What happened

Shares of pet insurance specialist Trupanion (TRUP 1.79%) were hit hard on Thursday. The stock fell as much as 20%. But as of 11 a.m. ET, the stock was down about 16%.

The growth stock's decline came after the company reported fourth-quarter earnings after market close on Wednesday. Though revenue for the period was slightly ahead of analysts' consensus forecast, growth in subscription-enrolled pets underwhelmed.
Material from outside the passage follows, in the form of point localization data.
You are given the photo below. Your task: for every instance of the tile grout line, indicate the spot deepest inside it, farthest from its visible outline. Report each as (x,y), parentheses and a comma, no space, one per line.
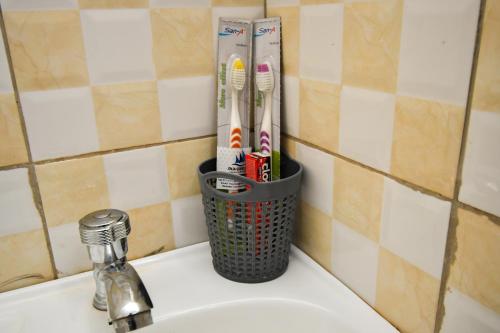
(35,189)
(105,152)
(451,239)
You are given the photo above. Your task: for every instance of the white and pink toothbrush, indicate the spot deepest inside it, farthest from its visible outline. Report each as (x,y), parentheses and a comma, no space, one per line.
(265,83)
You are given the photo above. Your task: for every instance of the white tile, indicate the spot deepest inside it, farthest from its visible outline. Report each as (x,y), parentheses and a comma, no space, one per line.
(19,213)
(282,3)
(189,221)
(250,13)
(290,98)
(355,261)
(5,80)
(464,315)
(481,171)
(317,181)
(60,122)
(38,4)
(187,107)
(415,226)
(70,255)
(366,124)
(179,3)
(118,44)
(437,46)
(137,178)
(321,42)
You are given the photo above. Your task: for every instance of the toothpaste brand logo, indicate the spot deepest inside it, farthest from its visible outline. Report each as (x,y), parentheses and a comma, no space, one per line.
(263,31)
(228,31)
(239,160)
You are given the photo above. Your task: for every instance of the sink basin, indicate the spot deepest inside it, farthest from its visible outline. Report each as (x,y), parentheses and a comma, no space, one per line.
(189,296)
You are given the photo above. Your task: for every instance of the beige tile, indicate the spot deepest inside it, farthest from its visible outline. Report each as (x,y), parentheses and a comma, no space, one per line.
(487,84)
(127,114)
(319,113)
(12,145)
(183,159)
(406,296)
(47,49)
(239,3)
(113,4)
(371,44)
(290,37)
(151,230)
(313,234)
(24,260)
(357,198)
(476,269)
(289,146)
(182,42)
(426,143)
(71,189)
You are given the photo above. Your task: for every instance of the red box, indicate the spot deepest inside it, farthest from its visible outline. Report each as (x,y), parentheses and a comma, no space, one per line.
(258,167)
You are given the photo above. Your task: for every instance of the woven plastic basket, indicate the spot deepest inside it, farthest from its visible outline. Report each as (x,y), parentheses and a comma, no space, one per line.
(250,232)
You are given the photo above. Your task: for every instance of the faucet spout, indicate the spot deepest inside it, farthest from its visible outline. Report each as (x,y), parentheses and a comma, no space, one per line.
(119,289)
(128,302)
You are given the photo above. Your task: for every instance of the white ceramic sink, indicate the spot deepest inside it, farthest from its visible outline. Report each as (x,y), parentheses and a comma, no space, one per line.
(188,296)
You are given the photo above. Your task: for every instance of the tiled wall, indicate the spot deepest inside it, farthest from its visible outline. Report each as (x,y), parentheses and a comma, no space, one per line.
(117,101)
(375,107)
(376,103)
(472,299)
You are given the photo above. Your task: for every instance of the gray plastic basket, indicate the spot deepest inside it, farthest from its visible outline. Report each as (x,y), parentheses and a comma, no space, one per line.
(250,232)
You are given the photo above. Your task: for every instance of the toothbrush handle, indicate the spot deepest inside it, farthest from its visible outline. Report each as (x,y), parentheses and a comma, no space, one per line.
(266,135)
(235,129)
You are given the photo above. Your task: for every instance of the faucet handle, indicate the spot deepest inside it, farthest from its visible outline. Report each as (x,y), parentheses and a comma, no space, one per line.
(104,227)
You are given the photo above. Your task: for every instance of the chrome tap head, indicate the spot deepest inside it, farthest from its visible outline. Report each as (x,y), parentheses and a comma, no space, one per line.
(104,227)
(105,234)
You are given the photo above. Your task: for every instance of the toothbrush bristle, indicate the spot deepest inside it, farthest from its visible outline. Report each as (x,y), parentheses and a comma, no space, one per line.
(236,138)
(238,75)
(262,68)
(264,142)
(264,78)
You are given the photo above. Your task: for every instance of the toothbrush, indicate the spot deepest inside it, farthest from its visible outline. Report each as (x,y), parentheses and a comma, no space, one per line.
(265,83)
(237,83)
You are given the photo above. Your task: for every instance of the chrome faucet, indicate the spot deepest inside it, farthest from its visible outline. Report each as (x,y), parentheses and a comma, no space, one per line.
(119,289)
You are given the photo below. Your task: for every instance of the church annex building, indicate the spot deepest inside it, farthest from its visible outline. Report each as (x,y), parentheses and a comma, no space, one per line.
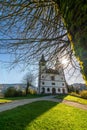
(51,81)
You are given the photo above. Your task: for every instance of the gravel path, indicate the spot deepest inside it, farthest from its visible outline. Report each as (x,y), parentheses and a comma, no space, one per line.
(8,106)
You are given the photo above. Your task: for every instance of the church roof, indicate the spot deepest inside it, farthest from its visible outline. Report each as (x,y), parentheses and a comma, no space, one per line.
(52,71)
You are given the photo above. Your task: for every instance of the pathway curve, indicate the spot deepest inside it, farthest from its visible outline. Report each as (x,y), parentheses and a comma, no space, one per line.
(8,106)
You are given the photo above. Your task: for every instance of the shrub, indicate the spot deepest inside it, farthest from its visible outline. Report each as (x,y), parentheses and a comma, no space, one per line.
(31,91)
(84,94)
(10,92)
(75,94)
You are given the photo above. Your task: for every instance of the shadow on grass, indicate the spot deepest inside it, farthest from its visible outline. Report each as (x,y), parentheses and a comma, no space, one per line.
(20,117)
(61,96)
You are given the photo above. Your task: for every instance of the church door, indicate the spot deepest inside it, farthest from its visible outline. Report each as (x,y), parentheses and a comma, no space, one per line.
(53,91)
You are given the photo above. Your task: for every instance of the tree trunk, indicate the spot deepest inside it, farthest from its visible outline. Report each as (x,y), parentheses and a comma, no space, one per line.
(75,19)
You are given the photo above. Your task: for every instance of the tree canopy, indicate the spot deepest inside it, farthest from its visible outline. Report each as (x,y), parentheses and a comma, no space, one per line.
(52,27)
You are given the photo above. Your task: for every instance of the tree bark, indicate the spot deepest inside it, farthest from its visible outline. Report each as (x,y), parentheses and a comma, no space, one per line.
(74,14)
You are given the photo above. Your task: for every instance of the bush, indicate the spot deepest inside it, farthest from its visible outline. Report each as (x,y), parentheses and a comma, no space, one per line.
(11,92)
(83,94)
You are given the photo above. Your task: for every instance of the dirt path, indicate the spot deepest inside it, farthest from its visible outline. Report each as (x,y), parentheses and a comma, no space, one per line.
(8,106)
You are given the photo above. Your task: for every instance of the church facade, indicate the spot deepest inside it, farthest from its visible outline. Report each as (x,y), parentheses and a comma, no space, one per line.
(51,81)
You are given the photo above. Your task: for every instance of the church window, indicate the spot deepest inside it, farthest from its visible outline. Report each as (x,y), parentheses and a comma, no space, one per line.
(42,76)
(48,89)
(52,78)
(58,89)
(53,83)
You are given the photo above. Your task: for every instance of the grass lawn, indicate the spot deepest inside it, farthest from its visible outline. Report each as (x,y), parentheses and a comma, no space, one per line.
(73,98)
(44,115)
(29,96)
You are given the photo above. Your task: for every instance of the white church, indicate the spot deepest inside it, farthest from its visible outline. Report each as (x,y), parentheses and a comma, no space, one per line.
(51,81)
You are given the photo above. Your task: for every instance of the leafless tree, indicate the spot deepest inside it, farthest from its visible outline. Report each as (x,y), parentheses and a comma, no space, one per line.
(30,28)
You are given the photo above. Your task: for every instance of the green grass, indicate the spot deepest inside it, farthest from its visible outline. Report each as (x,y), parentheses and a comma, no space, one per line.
(29,96)
(4,101)
(44,115)
(73,98)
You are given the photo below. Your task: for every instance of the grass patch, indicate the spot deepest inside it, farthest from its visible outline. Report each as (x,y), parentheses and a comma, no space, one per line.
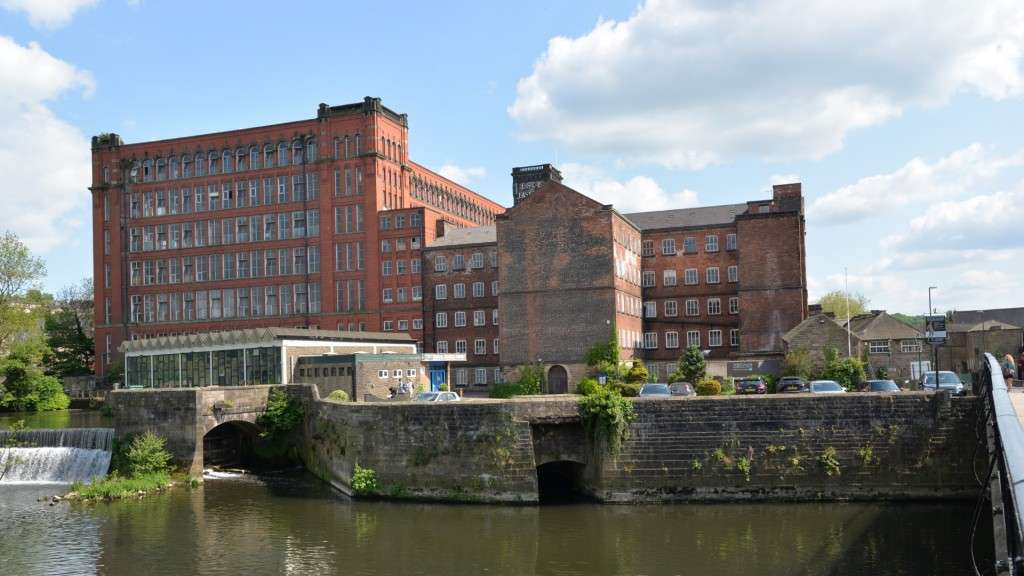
(116,487)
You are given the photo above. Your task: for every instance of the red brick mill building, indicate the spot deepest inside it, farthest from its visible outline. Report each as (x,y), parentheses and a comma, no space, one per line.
(327,223)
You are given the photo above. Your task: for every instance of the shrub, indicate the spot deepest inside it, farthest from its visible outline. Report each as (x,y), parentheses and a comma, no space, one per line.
(637,374)
(606,416)
(708,386)
(627,388)
(145,455)
(338,396)
(588,386)
(282,416)
(364,480)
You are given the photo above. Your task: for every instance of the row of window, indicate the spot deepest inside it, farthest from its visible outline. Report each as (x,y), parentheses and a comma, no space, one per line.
(257,228)
(402,324)
(459,290)
(479,346)
(401,294)
(905,346)
(240,159)
(670,309)
(254,301)
(225,196)
(711,244)
(479,318)
(415,220)
(459,261)
(225,265)
(671,338)
(691,277)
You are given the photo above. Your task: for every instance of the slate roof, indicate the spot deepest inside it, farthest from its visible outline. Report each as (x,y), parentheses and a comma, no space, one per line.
(684,217)
(466,236)
(256,335)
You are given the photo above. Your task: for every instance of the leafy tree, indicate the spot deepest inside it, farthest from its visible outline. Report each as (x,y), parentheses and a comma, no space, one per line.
(798,362)
(835,302)
(19,303)
(71,350)
(692,367)
(25,386)
(637,373)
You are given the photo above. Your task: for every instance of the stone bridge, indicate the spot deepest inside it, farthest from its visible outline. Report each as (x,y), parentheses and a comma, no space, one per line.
(187,416)
(800,447)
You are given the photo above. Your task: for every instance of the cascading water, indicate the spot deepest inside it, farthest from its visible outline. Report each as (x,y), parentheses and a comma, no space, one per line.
(62,455)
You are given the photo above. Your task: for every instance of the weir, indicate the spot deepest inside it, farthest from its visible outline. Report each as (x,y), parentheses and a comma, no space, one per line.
(54,455)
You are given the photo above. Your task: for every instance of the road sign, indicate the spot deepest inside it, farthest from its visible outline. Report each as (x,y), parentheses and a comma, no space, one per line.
(935,329)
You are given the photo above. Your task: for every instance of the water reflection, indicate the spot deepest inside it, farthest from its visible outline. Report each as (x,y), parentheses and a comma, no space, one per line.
(293,525)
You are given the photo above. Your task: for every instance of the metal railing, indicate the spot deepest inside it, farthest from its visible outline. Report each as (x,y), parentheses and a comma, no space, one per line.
(1006,472)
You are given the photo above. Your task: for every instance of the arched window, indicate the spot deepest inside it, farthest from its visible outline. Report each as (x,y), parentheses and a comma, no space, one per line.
(283,154)
(268,156)
(311,150)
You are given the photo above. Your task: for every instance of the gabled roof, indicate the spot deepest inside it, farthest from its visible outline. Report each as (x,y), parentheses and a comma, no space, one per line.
(685,217)
(258,335)
(466,236)
(881,326)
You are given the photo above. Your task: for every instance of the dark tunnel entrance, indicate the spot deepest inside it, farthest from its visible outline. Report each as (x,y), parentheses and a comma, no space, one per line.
(229,446)
(560,482)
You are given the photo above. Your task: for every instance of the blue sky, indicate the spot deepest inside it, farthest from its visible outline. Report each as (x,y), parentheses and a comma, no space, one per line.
(904,130)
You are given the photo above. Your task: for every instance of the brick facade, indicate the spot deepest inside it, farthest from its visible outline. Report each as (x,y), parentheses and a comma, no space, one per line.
(241,229)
A chart showing a stock price declining.

Image source: Getty Images.

So what

Trupanion reported fourth-quarter revenue of $194.4 million, up 36% year over year. On average, analysts were expecting revenue of $193.1 million. Operating cash flow improved slightly, rising from $4 million in the year-ago quarter to $5.2 million. Free cash flow rose from $1 million in the fourth quarter of 2020 to $1.3 million in the fourth quarter of 2021.

Subscription-enrolled pets were 704,333, up 22% year over year.

"Gross pet ads were up year-over-year but down sequentially due to COVID temporarily depressing industry leads, which is recovering," said Trupanion chief financial officer Drew Wolff in the company's fourth-quarter earnings call. 

Management also said it was having issues with converting leads, putting pressure on its conversion rates. But it identified and rectified the problem.

Now what

Regarding its outlook, management said it expects to grow its adjusted operating income from its subscription business 25% year over year in 2022.

"Adjusted operating income represents the funds generated from our existing pets in a given period and is the single most important metric to understanding and evaluating our performance," said Trupanion founder and CEO Darryl Rawlings in the company's fourth-quarter earnings call. "It also serves as a proxy for value creation."

Management hopes to sustain an average compound growth rate of 25% in adjusted operating income every year for the next five years.